Loading [MathJax]/extensions/TeX/boldsymbol.js

 

 

 

Examples

In order to understand the relation among the predictors (or features or properties) p , the set of data n and the target (outcome, output etc) \boldsymbol{y} , consider the model we discussed for describing nuclear binding energies.

There we assumed that we could parametrize the data using a polynomial approximation based on the liquid drop model. Assuming

BE(A) = a_0+a_1A+a_2A^{2/3}+a_3A^{-1/3}+a_4A^{-1},

we have five predictors, that is the intercept, the A dependent term, the A^{2/3} term and the A^{-1/3} and A^{-1} terms. This gives p=0,1,2,3,4 . Furthermore we have n entries for each predictor. It means that our design matrix is a p\times n matrix \boldsymbol{X} .

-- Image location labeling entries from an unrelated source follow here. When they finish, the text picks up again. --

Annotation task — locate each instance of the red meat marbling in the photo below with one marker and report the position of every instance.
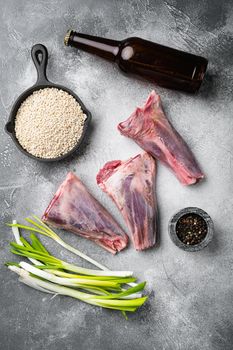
(151, 130)
(74, 209)
(131, 185)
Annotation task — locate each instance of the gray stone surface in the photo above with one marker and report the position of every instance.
(191, 294)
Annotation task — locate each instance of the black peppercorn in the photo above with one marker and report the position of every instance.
(191, 229)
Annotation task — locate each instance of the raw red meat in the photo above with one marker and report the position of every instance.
(131, 185)
(149, 127)
(74, 209)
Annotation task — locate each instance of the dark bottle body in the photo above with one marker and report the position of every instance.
(165, 66)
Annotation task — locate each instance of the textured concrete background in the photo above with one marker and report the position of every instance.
(191, 294)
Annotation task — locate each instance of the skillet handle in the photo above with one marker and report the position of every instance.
(40, 58)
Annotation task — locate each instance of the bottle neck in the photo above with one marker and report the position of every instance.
(102, 47)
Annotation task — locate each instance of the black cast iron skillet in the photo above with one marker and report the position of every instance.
(40, 58)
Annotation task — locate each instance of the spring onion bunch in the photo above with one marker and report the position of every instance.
(49, 274)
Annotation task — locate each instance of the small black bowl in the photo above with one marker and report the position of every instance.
(175, 238)
(40, 58)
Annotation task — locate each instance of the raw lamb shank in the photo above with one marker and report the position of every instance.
(131, 185)
(74, 209)
(151, 130)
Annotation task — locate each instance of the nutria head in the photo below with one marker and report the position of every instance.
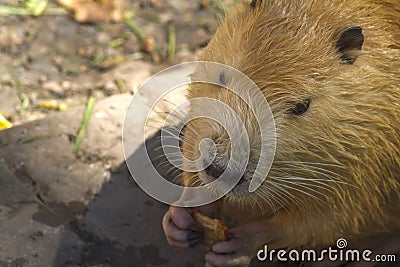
(330, 73)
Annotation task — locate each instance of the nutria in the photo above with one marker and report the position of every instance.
(330, 71)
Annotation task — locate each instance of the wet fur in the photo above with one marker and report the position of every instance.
(337, 167)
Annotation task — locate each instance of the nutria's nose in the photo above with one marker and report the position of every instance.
(215, 169)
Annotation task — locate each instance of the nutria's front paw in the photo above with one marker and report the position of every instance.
(244, 242)
(228, 253)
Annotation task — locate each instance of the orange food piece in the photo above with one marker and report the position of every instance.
(214, 229)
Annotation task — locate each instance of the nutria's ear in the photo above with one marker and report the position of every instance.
(351, 39)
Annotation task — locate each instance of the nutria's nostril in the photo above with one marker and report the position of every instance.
(215, 170)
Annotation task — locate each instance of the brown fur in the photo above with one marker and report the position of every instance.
(347, 144)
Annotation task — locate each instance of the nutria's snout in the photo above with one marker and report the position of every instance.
(215, 165)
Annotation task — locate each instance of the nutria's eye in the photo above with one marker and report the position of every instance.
(300, 108)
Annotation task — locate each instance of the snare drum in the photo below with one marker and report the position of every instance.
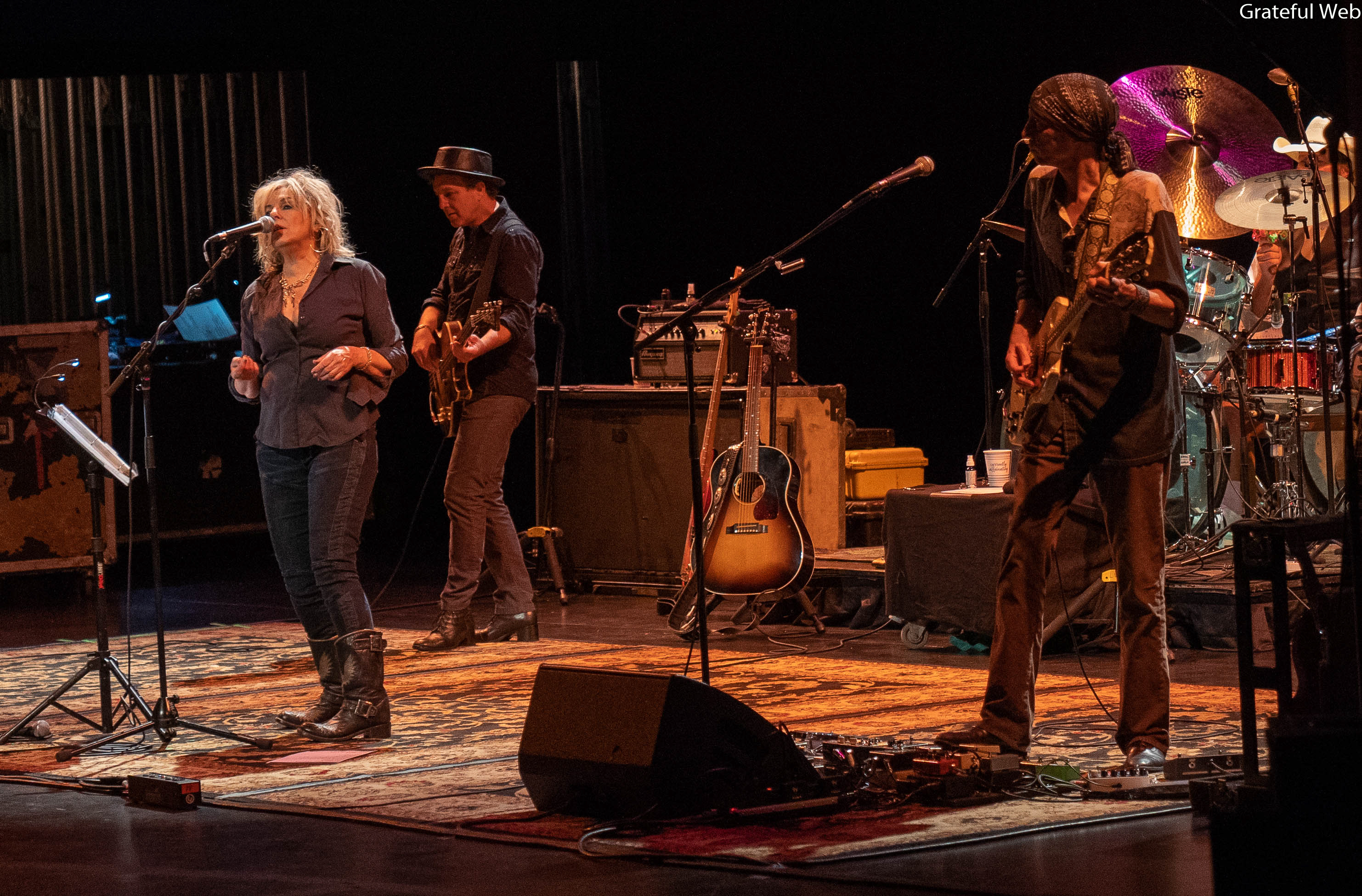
(1217, 289)
(1268, 364)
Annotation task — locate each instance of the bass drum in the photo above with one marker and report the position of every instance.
(1203, 440)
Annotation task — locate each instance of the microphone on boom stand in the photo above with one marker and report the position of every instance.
(262, 225)
(921, 168)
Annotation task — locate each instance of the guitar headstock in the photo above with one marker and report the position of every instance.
(764, 330)
(759, 327)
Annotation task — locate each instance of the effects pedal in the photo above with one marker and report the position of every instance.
(167, 792)
(1189, 767)
(1110, 781)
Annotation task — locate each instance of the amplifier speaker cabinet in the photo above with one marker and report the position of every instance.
(622, 488)
(44, 503)
(664, 361)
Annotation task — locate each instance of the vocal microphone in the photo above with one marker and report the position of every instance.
(921, 168)
(1293, 89)
(263, 225)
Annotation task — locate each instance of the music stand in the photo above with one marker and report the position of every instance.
(100, 461)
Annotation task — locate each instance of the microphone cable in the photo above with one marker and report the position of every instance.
(412, 526)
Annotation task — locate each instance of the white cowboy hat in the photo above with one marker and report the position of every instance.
(1315, 134)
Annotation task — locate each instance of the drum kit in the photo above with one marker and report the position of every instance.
(1256, 395)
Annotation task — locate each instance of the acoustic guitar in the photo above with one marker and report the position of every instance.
(712, 424)
(450, 379)
(755, 540)
(1026, 406)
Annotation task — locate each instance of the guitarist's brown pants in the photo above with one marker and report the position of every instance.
(1132, 504)
(480, 525)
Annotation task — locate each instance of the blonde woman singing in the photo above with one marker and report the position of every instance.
(319, 350)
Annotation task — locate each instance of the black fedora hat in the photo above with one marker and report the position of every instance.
(461, 160)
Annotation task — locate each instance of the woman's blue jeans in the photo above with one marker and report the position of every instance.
(315, 500)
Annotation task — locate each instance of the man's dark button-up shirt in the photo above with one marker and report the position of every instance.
(346, 304)
(507, 370)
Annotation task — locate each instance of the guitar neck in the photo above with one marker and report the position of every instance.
(1067, 322)
(752, 410)
(712, 418)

Here the predictors are based on a model we have made. A popular data set which is widely encountered in ML applications is the so-called credit card default data from Taiwan. The data set contains data on n=30000 credit card holders with predictors like gender, marital status, age, profession, education, etc. In total there are 24 such predictors or attributes leading to a design matrix of dimensionality 24 \times 30000 . This is however a classification problem and we will come back to it when we discuss Logistic Regression.